Lucas Wahl — Kathmandu – city of kings

24. August – 10. Oktober 2010

Der angehende Fotojournalist Lucas Wahl, Gewinner des VGH-Fotopreises 2009, zeigt seine Bildreportage über das Leben der Nepalesen im einstigen Hippie-Mekka. Wahl gelingt es in seinen WErken, die unterschiedlichsten Facetten der Stadt einzufangen. Obwohl er den Blick auch auf die Brennpunkte Kathmandus legt, in dem er Armut, Überfüllung und Verschmutzung zeigt, gelingt es ihm den Charme und die Schönheit der Stadt un ihrer Bewohner zu transportieren. Die Bandbreite der eindrucksvollen Situationen wird durch das ungewöhnliche Panoramaformat der Aufnahmen noch verstärkt.

Ulu Braun — Fiebergärten

21. August – 10. Oktober 2010

Der Künstler Ulu Braun (*1976) gehört zu einer neuen Generation kritischer Romantiker, der existenzielle Themen intelligent mit den Mitteln moderner Ironie, Mystik und poetischer Überraschungseffekte umsetzt. Ein immer wiederkehrendes Thema seiner Filme und Collagen ist  die Anziehungs- und Abstoßungskraft  künstlicher Paradiese gleichermaßen.

Ulu Braun greift dafür auf vorgefundenes Material zurück, nutzt eigene Dokumentaraufnahmen, aber auch Bilder aus Fernsehsendungen und dem Internet. Aus diesen Vorlagen erstellt er einen Film, der ohne klassische Schnitte auskommt, sondern den Bildraum in einem langen Schwenk überblickt. Wie in futuristischen Gemälden stehen zeitlich nicht kohärente Elemente nebeneinander, die wie in dadaistischen Collagen auch in ihren Dimensionen nicht zueinander passen.  Dennoch rezipieren wir den langsamen Schwenk über die dargestellte Szenerie wie ein Landschaftsgemälde.

Sein jüngster Film, ATLANTIC GARDEN, der im Springhornhof Premiere haben wird, ist die Konstruktion einer Landschaft, welche unterschiedliche Aspekte von Traditionalismus und Globalisierung an einem Ort vereint. Ulu Braun zeigt uns eine idyllische Küstenregion in der die unterschiedlichsten Leute und Gruppierungen friedlich und im Einklang mit der Natur nebeneinander existieren. Tanzende Derwische, spirituelle Prediger, fröhliche Landkommunarden, beseelte Esoteriker, ökologisch motivierte Weltverbesserer und prachtvoll gewandete Akteure eines Mittelalterspektakels tummeln sich unter ewig blauem Himmel.

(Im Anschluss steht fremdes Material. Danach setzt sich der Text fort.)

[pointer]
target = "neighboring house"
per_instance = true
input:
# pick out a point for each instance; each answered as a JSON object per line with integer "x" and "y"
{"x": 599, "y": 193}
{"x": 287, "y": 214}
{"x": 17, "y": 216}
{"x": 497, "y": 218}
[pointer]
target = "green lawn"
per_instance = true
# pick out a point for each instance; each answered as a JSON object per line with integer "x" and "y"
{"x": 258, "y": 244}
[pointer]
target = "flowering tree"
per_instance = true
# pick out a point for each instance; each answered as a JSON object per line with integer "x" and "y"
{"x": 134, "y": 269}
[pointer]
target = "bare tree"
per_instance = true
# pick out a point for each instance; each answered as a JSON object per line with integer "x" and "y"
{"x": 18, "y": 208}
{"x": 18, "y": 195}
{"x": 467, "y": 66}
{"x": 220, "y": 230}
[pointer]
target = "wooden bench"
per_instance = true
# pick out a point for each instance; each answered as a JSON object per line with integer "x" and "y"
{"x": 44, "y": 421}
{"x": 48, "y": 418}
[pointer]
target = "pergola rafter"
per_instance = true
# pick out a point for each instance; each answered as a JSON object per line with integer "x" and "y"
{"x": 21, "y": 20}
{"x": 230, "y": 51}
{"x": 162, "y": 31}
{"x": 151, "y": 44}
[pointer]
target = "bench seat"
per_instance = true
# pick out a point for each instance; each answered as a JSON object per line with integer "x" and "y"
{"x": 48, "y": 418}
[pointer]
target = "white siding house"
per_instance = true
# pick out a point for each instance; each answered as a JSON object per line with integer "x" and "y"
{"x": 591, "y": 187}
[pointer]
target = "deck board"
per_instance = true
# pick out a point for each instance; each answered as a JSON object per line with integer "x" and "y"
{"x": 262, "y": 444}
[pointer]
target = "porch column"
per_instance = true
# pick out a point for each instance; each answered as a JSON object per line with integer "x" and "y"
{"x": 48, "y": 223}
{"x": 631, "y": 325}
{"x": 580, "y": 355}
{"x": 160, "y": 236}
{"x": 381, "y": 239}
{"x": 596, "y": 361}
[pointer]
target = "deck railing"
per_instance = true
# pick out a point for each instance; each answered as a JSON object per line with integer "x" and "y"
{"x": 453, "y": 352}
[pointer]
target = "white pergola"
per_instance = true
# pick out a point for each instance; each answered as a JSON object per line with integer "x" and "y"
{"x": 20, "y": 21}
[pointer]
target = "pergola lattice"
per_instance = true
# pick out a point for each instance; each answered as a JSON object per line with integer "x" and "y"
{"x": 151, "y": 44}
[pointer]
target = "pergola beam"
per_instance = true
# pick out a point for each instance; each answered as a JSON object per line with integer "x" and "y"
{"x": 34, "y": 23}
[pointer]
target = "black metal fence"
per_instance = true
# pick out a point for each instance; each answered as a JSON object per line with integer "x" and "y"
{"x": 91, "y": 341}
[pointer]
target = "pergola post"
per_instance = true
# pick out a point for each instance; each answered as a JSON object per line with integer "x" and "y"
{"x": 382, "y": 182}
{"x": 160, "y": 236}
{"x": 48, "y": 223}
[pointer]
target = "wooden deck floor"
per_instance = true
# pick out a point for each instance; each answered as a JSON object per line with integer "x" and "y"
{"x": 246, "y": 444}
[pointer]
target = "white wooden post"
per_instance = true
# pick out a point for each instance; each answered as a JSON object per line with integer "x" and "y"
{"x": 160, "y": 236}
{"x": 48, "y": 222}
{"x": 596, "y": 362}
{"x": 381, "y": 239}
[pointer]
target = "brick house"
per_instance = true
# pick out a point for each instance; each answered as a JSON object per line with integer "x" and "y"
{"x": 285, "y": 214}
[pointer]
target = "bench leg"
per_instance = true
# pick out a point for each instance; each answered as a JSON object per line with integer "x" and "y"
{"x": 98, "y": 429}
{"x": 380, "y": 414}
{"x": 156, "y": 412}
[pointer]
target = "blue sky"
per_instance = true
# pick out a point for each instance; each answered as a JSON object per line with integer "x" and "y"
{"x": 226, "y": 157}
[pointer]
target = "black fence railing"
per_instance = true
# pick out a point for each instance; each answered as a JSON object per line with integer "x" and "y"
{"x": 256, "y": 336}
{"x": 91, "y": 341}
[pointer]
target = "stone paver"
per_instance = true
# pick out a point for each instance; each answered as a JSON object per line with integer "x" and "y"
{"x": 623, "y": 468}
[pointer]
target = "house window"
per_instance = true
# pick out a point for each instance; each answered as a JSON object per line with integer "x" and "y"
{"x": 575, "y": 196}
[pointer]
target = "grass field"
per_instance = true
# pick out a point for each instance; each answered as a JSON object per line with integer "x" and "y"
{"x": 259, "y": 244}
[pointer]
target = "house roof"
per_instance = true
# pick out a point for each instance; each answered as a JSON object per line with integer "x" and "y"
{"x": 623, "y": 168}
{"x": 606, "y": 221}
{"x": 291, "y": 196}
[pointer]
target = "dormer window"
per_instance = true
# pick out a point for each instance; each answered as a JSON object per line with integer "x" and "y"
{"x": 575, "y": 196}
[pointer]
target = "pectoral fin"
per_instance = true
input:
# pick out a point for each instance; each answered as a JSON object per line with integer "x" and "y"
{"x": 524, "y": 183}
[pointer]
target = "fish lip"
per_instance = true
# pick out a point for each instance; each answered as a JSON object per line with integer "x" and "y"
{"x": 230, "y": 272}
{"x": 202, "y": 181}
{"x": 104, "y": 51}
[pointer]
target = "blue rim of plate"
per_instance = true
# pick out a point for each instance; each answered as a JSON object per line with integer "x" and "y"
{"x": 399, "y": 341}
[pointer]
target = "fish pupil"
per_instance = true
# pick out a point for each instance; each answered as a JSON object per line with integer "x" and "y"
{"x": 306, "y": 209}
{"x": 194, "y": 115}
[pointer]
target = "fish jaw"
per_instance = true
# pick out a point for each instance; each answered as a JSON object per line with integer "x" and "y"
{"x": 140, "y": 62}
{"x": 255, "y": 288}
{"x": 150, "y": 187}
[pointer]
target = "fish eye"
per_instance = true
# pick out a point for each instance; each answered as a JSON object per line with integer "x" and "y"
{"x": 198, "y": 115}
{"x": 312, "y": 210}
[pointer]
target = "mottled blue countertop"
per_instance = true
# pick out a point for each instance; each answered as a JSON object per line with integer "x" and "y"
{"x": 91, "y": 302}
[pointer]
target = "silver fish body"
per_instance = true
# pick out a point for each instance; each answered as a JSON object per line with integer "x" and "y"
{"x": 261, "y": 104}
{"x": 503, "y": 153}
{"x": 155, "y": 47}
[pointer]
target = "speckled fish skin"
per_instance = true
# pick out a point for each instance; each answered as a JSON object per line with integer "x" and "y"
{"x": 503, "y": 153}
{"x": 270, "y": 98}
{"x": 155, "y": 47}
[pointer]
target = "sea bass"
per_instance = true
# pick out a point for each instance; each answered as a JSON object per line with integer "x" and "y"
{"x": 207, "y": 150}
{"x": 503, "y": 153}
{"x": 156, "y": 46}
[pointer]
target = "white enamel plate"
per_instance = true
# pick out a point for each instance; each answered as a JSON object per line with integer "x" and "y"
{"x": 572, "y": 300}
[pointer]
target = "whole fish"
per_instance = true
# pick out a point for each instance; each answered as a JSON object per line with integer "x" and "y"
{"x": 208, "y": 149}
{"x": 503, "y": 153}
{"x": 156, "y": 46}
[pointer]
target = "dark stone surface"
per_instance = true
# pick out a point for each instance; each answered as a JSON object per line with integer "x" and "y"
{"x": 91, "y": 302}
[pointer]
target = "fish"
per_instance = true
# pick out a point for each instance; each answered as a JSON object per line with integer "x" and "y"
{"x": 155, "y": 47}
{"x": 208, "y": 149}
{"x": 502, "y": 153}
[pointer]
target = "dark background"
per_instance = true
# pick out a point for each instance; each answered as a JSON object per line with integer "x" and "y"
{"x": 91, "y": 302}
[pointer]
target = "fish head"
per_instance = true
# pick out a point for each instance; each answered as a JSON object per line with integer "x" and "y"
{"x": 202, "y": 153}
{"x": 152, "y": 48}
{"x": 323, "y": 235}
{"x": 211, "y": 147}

Das Video verbindet Idyllen der westlichen Landschaftstradition und die Visionen diverser Heilsbringer zu einem Panorama, in dem das oft Gesehene poetisch wirkt und geheimnisvoll erscheint. In seiner Überhöhung und Potenzierung wird das gesellschaftliche Idyll zwiespältig. Es schleicht sich eine Ahnung von der Beschränktheit und dem unterschwelligen Machtansprüchen ein, mit der sich gesellschaftliche Utopien in ihr Gegenteil verkehren können.

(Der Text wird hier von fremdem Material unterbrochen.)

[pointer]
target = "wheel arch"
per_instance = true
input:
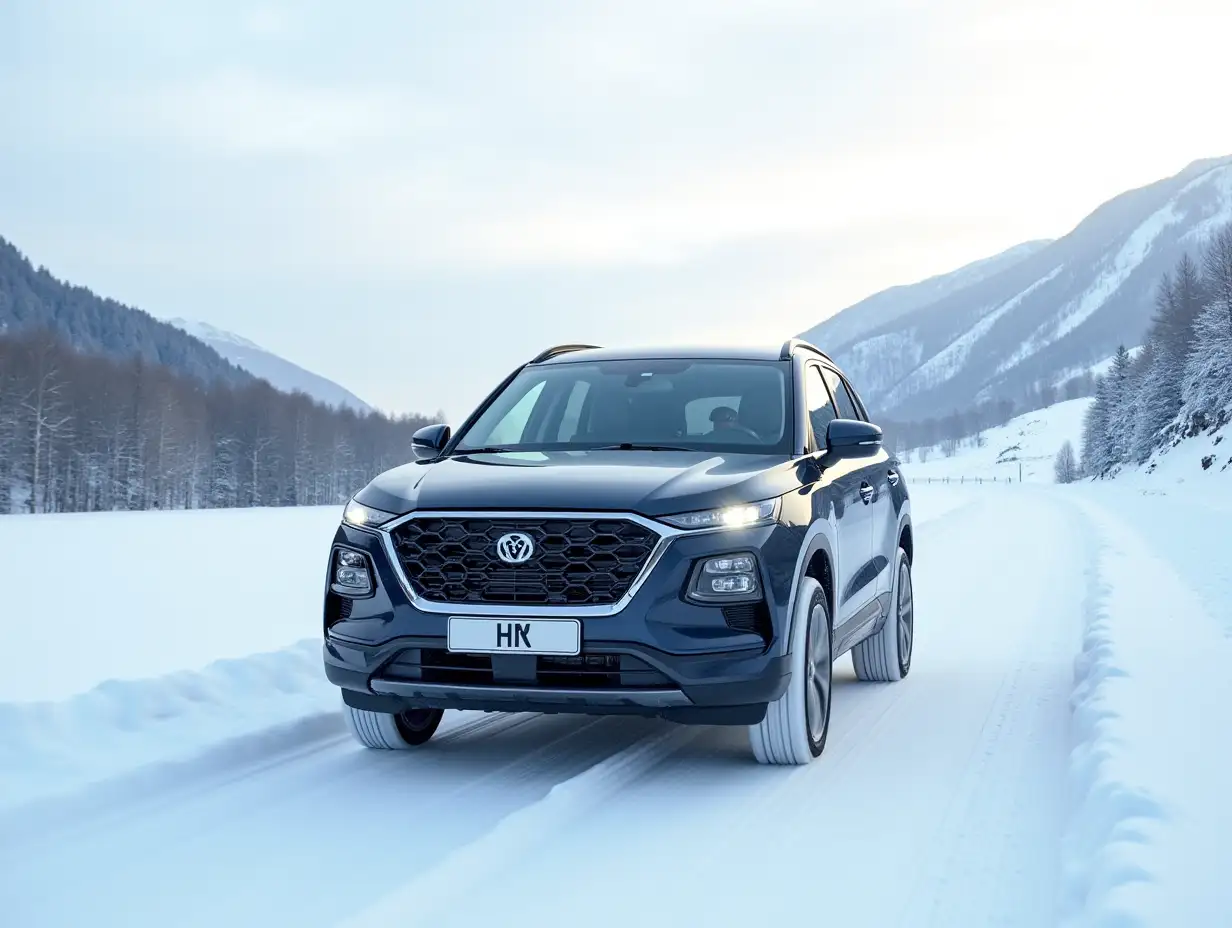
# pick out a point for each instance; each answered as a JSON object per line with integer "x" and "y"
{"x": 906, "y": 534}
{"x": 817, "y": 560}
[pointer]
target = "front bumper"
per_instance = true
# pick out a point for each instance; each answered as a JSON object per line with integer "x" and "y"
{"x": 729, "y": 688}
{"x": 658, "y": 655}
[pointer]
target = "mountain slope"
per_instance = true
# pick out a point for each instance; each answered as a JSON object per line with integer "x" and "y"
{"x": 33, "y": 298}
{"x": 281, "y": 374}
{"x": 885, "y": 307}
{"x": 1063, "y": 306}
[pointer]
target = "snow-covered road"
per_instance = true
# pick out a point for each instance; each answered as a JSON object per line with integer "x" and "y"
{"x": 945, "y": 800}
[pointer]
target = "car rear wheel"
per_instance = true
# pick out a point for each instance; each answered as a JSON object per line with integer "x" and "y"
{"x": 796, "y": 725}
{"x": 386, "y": 731}
{"x": 886, "y": 656}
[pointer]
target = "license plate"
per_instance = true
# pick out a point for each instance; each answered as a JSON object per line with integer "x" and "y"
{"x": 515, "y": 636}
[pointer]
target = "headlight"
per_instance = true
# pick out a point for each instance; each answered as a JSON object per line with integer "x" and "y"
{"x": 350, "y": 573}
{"x": 362, "y": 516}
{"x": 736, "y": 516}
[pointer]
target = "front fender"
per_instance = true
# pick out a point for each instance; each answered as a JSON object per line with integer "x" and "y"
{"x": 818, "y": 537}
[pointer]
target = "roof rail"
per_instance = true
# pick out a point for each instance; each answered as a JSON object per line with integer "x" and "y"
{"x": 557, "y": 350}
{"x": 792, "y": 344}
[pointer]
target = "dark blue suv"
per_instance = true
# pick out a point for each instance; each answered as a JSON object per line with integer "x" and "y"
{"x": 694, "y": 534}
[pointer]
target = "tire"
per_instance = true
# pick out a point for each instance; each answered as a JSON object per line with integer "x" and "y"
{"x": 886, "y": 656}
{"x": 382, "y": 731}
{"x": 796, "y": 725}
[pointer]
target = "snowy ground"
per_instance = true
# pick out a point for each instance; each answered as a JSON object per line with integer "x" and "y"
{"x": 1056, "y": 754}
{"x": 1026, "y": 445}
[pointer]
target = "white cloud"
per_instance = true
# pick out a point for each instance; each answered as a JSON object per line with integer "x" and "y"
{"x": 238, "y": 112}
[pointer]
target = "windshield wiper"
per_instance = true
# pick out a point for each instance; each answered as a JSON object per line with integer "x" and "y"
{"x": 493, "y": 450}
{"x": 636, "y": 446}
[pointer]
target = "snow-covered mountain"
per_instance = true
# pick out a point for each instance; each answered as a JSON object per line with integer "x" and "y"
{"x": 1030, "y": 314}
{"x": 281, "y": 374}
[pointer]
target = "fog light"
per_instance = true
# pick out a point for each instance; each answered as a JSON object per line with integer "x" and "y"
{"x": 728, "y": 578}
{"x": 351, "y": 576}
{"x": 742, "y": 563}
{"x": 350, "y": 558}
{"x": 736, "y": 583}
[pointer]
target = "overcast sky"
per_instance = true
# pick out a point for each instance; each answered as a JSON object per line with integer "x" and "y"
{"x": 412, "y": 197}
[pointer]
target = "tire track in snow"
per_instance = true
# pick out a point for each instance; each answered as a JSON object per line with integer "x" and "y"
{"x": 1147, "y": 841}
{"x": 421, "y": 900}
{"x": 211, "y": 853}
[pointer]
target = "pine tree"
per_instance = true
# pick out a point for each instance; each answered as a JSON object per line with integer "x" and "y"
{"x": 1207, "y": 383}
{"x": 1094, "y": 435}
{"x": 1065, "y": 465}
{"x": 1116, "y": 431}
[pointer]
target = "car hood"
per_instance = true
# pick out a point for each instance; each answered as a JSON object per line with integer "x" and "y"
{"x": 646, "y": 482}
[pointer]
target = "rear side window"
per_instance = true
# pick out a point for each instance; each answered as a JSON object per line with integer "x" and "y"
{"x": 848, "y": 408}
{"x": 821, "y": 411}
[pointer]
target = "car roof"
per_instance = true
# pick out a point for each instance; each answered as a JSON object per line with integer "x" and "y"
{"x": 741, "y": 353}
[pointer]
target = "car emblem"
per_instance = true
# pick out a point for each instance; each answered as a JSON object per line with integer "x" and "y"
{"x": 515, "y": 547}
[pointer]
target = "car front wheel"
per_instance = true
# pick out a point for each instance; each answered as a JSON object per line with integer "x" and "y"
{"x": 796, "y": 725}
{"x": 386, "y": 731}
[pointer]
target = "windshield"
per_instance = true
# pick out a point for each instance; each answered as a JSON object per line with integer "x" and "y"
{"x": 691, "y": 404}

Ulu Braun spielt inhaltlich und formal offen mit der Erzeugbarkeit von Landschaften einschließlich der vielen kleinen Geschichten, die sich darin abspielen. Damit reizt er nicht nur zu direkten Vergleichen einzelner Bildelemente mit bekannten Filmen oder Gemälden, sondern verarbeitet relativ respektlos auch gleich die allgemeine (kunst)historische Entdeckung der Landschaft als menschlicher Bezugspunkt durch Petrarca und Dürer, ihre Idealisierung durch Lorrain, die Feier ihrer sublimen Wirkung durch Friedrich, Goya und Turner, aber auch ihre surrealistische Überformung durch Dalí, Ernst und Tanguy. Möglich ist dies, weil es sich um eine künstliche, aber keine Phantasielandschaft handelt, die im Grunde nur aus dem immer verworrenen Nebeneinander von bewegten Bildern besteht, aus dem wir alltäglich in unserem Fernseh- oder Videokonsum via Internet ganz von alleine solche Landschaften zusammensetzen.

Bednarek/Brandes/Lindena/Müller — Nutz- und Ziergartenbau

6. Juni bis 15. August 2010

Dominik Bednarek / Hanna Brandes / Kalin Lindena / Alex Müller

…über den Nutz- und Ziergartenbau, über das Urnenfeld bei Brampton, das Anlegen künstlicher Hügel und Berge, die von den Propheten und heiligen Evangelisten erwähnten Pflanzen, die Insel Tinos, die altsächsische Sprache, die Antworten des delphischen Orakels, die von unserem Erlöser gegessenen Fische, die Gewohnheiten der Insekten, die Falknerei, einen Fall von Altersfreßsucht, die Erfindung der Zeit und das Zeitlose, über Clowns, Schiffsbauchlinien, die Interessen eines Hutmachers, das Verhalten von Stehaufmännchen, die Schönheit, Gesamtkunstwerke, Sachen tragen, siamesische Zwillinge, die Amore, Hände, die knoten und noch manch anderes mehr…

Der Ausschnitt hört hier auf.